Ben Hania, who experienced a strong feeling of “indignation and helplessness”, contacted the Red Crescent to listen to the entire recording of their interaction with Hind Rajab. “The main idea was to find the perfect form to honour her voice, not to replace her voice with that of an actress even though I used actors to portray the Red Crescent staff. The main idea was to honour her voice and how to amplify it,” she said. Ben Hania’s documentary Four Daughters (2023), too, was nominated for the Academy Award for Best Documentary.
When asked about the criticism by a certain section regarding using Hind Rajab’s real voice, Bena Hania said, “It’s not comfortable for a section of the audience to hear the real voice because it reminds them that this is the reality.
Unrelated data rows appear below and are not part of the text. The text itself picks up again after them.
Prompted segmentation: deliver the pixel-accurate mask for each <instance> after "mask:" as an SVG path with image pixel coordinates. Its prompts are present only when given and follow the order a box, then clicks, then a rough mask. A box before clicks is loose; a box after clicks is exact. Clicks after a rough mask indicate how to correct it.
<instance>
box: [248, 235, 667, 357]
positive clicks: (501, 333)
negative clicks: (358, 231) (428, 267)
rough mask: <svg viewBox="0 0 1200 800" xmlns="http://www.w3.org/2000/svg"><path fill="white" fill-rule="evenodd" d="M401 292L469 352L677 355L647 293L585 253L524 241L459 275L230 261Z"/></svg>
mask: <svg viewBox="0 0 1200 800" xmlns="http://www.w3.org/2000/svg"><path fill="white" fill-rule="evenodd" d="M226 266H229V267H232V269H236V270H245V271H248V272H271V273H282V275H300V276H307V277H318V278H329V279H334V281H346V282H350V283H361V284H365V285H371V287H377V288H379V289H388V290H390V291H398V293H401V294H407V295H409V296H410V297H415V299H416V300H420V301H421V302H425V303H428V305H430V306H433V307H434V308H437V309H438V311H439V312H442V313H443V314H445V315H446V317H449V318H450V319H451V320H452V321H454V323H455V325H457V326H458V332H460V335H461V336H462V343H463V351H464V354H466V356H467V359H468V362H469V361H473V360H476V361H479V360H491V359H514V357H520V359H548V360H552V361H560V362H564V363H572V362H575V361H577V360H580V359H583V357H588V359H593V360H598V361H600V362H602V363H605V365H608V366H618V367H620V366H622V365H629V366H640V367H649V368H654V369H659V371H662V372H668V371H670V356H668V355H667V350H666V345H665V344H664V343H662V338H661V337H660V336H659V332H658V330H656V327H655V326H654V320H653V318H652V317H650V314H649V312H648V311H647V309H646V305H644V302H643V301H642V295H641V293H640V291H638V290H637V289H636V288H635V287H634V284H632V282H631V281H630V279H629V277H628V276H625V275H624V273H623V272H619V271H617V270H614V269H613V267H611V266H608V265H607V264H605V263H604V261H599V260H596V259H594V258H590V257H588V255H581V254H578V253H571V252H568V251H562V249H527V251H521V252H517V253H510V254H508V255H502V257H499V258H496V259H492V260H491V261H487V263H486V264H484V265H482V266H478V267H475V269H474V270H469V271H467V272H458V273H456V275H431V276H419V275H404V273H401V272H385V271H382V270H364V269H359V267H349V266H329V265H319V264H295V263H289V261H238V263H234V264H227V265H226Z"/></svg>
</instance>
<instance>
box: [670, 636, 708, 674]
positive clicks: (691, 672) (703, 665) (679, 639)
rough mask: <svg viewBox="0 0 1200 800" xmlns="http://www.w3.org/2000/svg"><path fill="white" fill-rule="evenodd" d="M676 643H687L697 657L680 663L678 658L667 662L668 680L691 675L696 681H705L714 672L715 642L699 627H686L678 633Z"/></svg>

People go to the cinema to escape. They are angry at the movie because it’s reminding them that this is real. They should be angry against the Israeli army, against the occupation. In this case, cinema is not an escape. They want me to protect the audience, I want to protect the victims in Gaza.”
Nandwana had earlier tried to screen The Voice of Hind Rajab at several Indian festivals, including the International Film Festival of India (IFFI), Goa and International Film Festival of Kerala (IFFK). However, the film could not be screened as it did not get clearance from the I&B Ministry. Only the Kolkata International Film Festival (KIFF) 2025 screened the film as they did not seek the ministry’s approval.